Legal research is seldom quick and easy, but it sure is interesting. If you are at all inclined to dip your toe(s) into the Oregon Legislative process, here’s one way to start. Let’s say you want more information about a bill that was mentioned in a recent news story. I use one bill number for an example, but there are thousands more to choose from!
Re: 2009 HB 2537: Relating to powers of attorney; creating new provisions; amending ORS 93.670, 125.445 and 125.710; and repealing ORS 127.005,127.015, 127.025, 127.035 and 127.045.
1) Visit the Oregon Legislature’s 2009 Laws/Bills pages to track down the full text of this bill in PDF or HTML.
2) Look at the Measure History, to find out its status in the Legislature – and note the Committee(s) that will consider the bill.
3) This bill was sent to the Judiciary Committee.
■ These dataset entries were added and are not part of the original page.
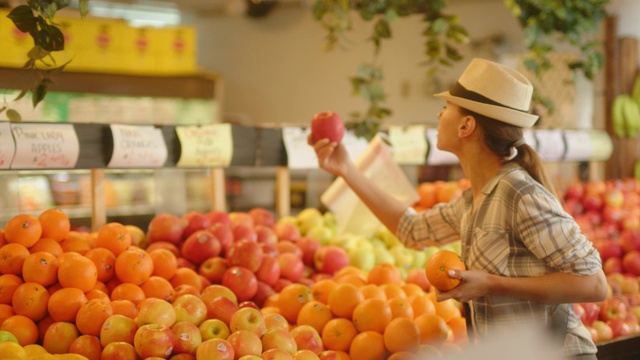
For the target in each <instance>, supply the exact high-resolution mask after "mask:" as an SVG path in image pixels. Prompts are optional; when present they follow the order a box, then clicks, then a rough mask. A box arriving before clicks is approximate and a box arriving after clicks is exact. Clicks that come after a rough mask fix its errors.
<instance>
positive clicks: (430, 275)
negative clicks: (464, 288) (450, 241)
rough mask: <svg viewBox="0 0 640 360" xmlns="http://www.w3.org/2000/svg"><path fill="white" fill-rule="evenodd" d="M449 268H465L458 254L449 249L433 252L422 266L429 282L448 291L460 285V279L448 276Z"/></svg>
mask: <svg viewBox="0 0 640 360" xmlns="http://www.w3.org/2000/svg"><path fill="white" fill-rule="evenodd" d="M449 270H465V265H464V262H463V261H462V259H460V256H459V255H458V254H456V253H455V252H453V251H450V250H440V251H437V252H435V253H434V254H433V255H431V257H429V260H428V261H427V264H426V265H425V268H424V271H425V273H426V275H427V279H428V280H429V284H431V286H433V287H435V288H436V289H438V290H440V291H449V290H451V289H453V288H455V287H456V286H458V285H460V279H456V278H452V277H451V276H449Z"/></svg>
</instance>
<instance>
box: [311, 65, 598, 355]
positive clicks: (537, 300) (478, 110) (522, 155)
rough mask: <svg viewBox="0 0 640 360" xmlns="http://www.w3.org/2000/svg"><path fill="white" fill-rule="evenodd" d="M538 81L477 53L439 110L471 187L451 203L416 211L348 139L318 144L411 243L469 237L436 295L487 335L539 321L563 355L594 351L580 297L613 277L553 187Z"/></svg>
mask: <svg viewBox="0 0 640 360" xmlns="http://www.w3.org/2000/svg"><path fill="white" fill-rule="evenodd" d="M532 93H533V86H532V85H531V83H530V82H529V81H528V80H527V79H526V77H524V76H523V75H522V74H520V73H518V72H517V71H515V70H513V69H511V68H509V67H506V66H503V65H500V64H497V63H495V62H491V61H488V60H484V59H473V60H472V61H471V62H470V64H469V66H468V67H467V69H466V70H465V71H464V72H463V73H462V75H461V76H460V79H459V80H458V83H457V84H456V85H455V86H453V87H452V89H451V90H450V91H447V92H444V93H440V94H436V95H435V96H436V97H438V98H442V99H444V100H446V104H445V106H444V109H443V110H442V111H440V113H439V114H438V120H439V125H438V142H437V147H438V149H440V150H444V151H449V152H452V153H454V154H455V155H456V156H457V157H458V159H459V161H460V165H461V167H462V169H463V171H464V173H465V176H466V177H467V178H468V179H469V180H470V183H471V187H470V188H469V189H468V190H466V191H465V192H464V193H463V195H462V196H461V197H460V198H458V199H456V200H453V201H452V202H450V203H446V204H439V205H437V206H436V207H434V208H433V209H430V210H427V211H424V212H421V213H416V212H415V211H414V210H413V209H412V208H407V207H406V206H403V205H402V204H400V203H399V202H398V201H396V200H395V199H394V198H393V197H391V196H390V195H388V194H386V193H385V192H384V191H382V190H381V189H379V188H378V187H376V185H375V184H373V183H372V182H370V181H369V180H368V179H367V178H366V177H365V176H364V175H363V174H362V173H360V172H359V171H358V170H357V168H356V167H355V166H354V164H353V162H352V161H351V160H350V159H349V156H348V154H347V152H346V150H345V148H344V147H343V146H342V145H341V144H336V143H329V141H328V140H327V139H323V140H320V141H318V142H317V143H315V144H313V146H314V149H315V151H316V154H317V156H318V162H319V165H320V167H321V168H322V169H325V170H326V171H328V172H330V173H332V174H333V175H336V176H340V177H342V178H343V179H344V180H345V182H346V183H347V184H348V185H349V186H350V187H351V189H352V190H353V191H354V192H355V193H356V194H357V195H358V196H359V197H360V199H361V200H362V201H363V202H364V203H365V204H366V205H367V206H368V207H369V208H370V209H371V211H372V212H373V213H374V214H375V215H376V216H377V217H378V218H379V219H380V221H381V222H382V223H383V224H384V225H385V226H386V227H387V228H388V229H389V230H391V231H394V232H395V233H396V235H397V236H398V238H399V239H400V240H401V241H402V242H403V243H404V244H405V245H406V246H410V247H414V248H420V247H423V246H426V245H433V244H444V243H447V242H450V241H454V240H457V239H461V240H462V258H463V260H464V261H465V264H466V267H467V269H468V270H467V271H456V272H453V273H452V274H450V276H453V277H457V278H460V279H461V280H462V282H461V285H460V286H458V287H457V288H455V289H453V290H451V291H449V292H446V293H439V294H438V295H437V298H438V301H442V300H446V299H449V298H454V299H457V300H459V301H462V302H464V303H466V305H467V306H466V307H465V308H466V309H467V311H466V315H467V320H468V324H469V325H471V326H470V328H472V329H473V330H474V331H473V332H474V333H475V334H476V335H477V337H478V338H479V339H482V338H483V337H491V336H497V335H501V334H506V333H508V331H509V329H513V325H516V324H523V323H525V324H527V323H529V322H530V323H532V324H539V323H542V324H544V326H547V327H548V328H551V329H552V330H553V331H554V334H556V338H557V339H558V341H559V344H561V345H562V350H563V354H564V355H566V356H568V357H572V358H586V359H588V358H592V359H595V355H594V354H595V353H596V351H597V349H596V347H595V345H594V343H593V341H592V339H591V336H590V334H589V332H588V331H587V330H586V329H585V328H584V326H583V325H582V323H581V321H580V319H579V318H578V317H577V316H576V315H575V313H574V312H573V307H572V305H570V304H571V303H577V302H596V301H601V300H603V299H604V298H605V297H606V294H607V283H606V279H605V276H604V273H603V271H602V264H601V261H600V257H599V254H598V252H597V251H596V250H595V249H594V247H593V246H592V244H591V242H590V241H588V240H587V239H586V238H585V237H584V236H583V235H582V234H581V233H580V229H579V227H578V225H577V224H576V222H575V221H574V219H573V218H571V217H570V216H569V215H568V214H567V213H566V212H564V211H563V208H562V205H561V203H560V202H559V201H558V199H557V198H556V196H555V194H554V190H553V186H552V184H551V182H550V181H549V178H548V176H547V174H546V171H545V169H544V167H543V164H542V162H541V160H540V159H539V157H538V155H537V154H536V152H535V150H533V149H532V148H531V147H529V146H528V145H527V144H526V143H525V142H524V139H523V133H522V129H523V128H528V127H531V126H533V124H534V123H535V121H536V120H537V116H534V115H531V114H529V113H528V109H529V105H530V101H531V95H532Z"/></svg>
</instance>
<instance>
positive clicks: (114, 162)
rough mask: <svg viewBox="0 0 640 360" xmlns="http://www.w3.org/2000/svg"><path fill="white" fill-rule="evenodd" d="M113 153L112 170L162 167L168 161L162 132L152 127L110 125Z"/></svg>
mask: <svg viewBox="0 0 640 360" xmlns="http://www.w3.org/2000/svg"><path fill="white" fill-rule="evenodd" d="M110 128H111V135H112V136H113V153H112V154H111V160H110V161H109V164H108V165H107V166H108V167H110V168H145V167H161V166H163V165H164V163H165V162H166V161H167V155H168V150H167V144H166V143H165V142H164V136H162V131H161V130H160V129H158V128H156V127H154V126H152V125H148V126H136V125H120V124H112V125H110Z"/></svg>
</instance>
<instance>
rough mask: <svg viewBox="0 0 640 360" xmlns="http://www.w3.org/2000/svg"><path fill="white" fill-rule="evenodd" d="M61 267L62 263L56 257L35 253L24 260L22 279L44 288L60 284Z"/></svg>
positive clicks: (32, 253) (25, 258) (23, 264)
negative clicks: (58, 278) (59, 271)
mask: <svg viewBox="0 0 640 360" xmlns="http://www.w3.org/2000/svg"><path fill="white" fill-rule="evenodd" d="M59 267H60V261H58V258H57V257H56V256H55V255H53V254H51V253H48V252H44V251H38V252H34V253H31V254H29V256H27V257H26V258H25V259H24V263H23V264H22V279H23V280H24V281H25V282H35V283H38V284H40V285H42V286H49V285H53V284H55V283H56V282H58V268H59Z"/></svg>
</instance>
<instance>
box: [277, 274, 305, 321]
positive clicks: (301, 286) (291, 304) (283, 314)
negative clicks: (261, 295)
mask: <svg viewBox="0 0 640 360" xmlns="http://www.w3.org/2000/svg"><path fill="white" fill-rule="evenodd" d="M312 300H313V295H311V289H310V288H309V287H308V286H306V285H303V284H300V283H292V284H290V285H287V286H285V287H284V288H283V289H282V291H280V296H279V300H278V307H279V308H280V313H281V314H282V316H284V317H285V318H286V319H287V321H289V322H290V323H292V324H294V323H295V322H296V320H297V319H298V313H299V312H300V309H302V307H303V306H304V304H306V303H308V302H309V301H312Z"/></svg>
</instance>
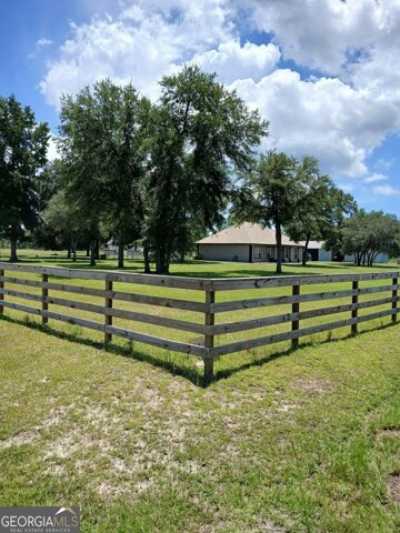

Visit the Committee’s webpage.
4) Search the Committee Agenda’s Online to find out when a public hearing will be held. (Tip: CTRL-F 2537) (Notice that there will be the first public hearing on March 11.)
5) On or before you settle in with popcorn and your computer on March 11th, make sure the date or time has not been changed. Note the location of the hearing.
6) Visit the Audio/Video page to listen/view the hearing online. (Tip: you won’t see the link to the hearing until shortly before it starts.) (Tip 2: Phone the AV staff if you have trouble. They are terrific!) Both the Archived hearings and the Live Audio Today can be linked to from this page.
7) There is a lot of useful information at the Legislature’s website: background briefs, fiscal office publications, legislative counsel, and more.
These actions all lead to the dreaded Legislative Histories!
(Note: Uniform Laws are unique creatures. States can adopt them in full, in part, or not at all. The NCCUSL is the primary source of uniform laws. But there are also Model Laws.)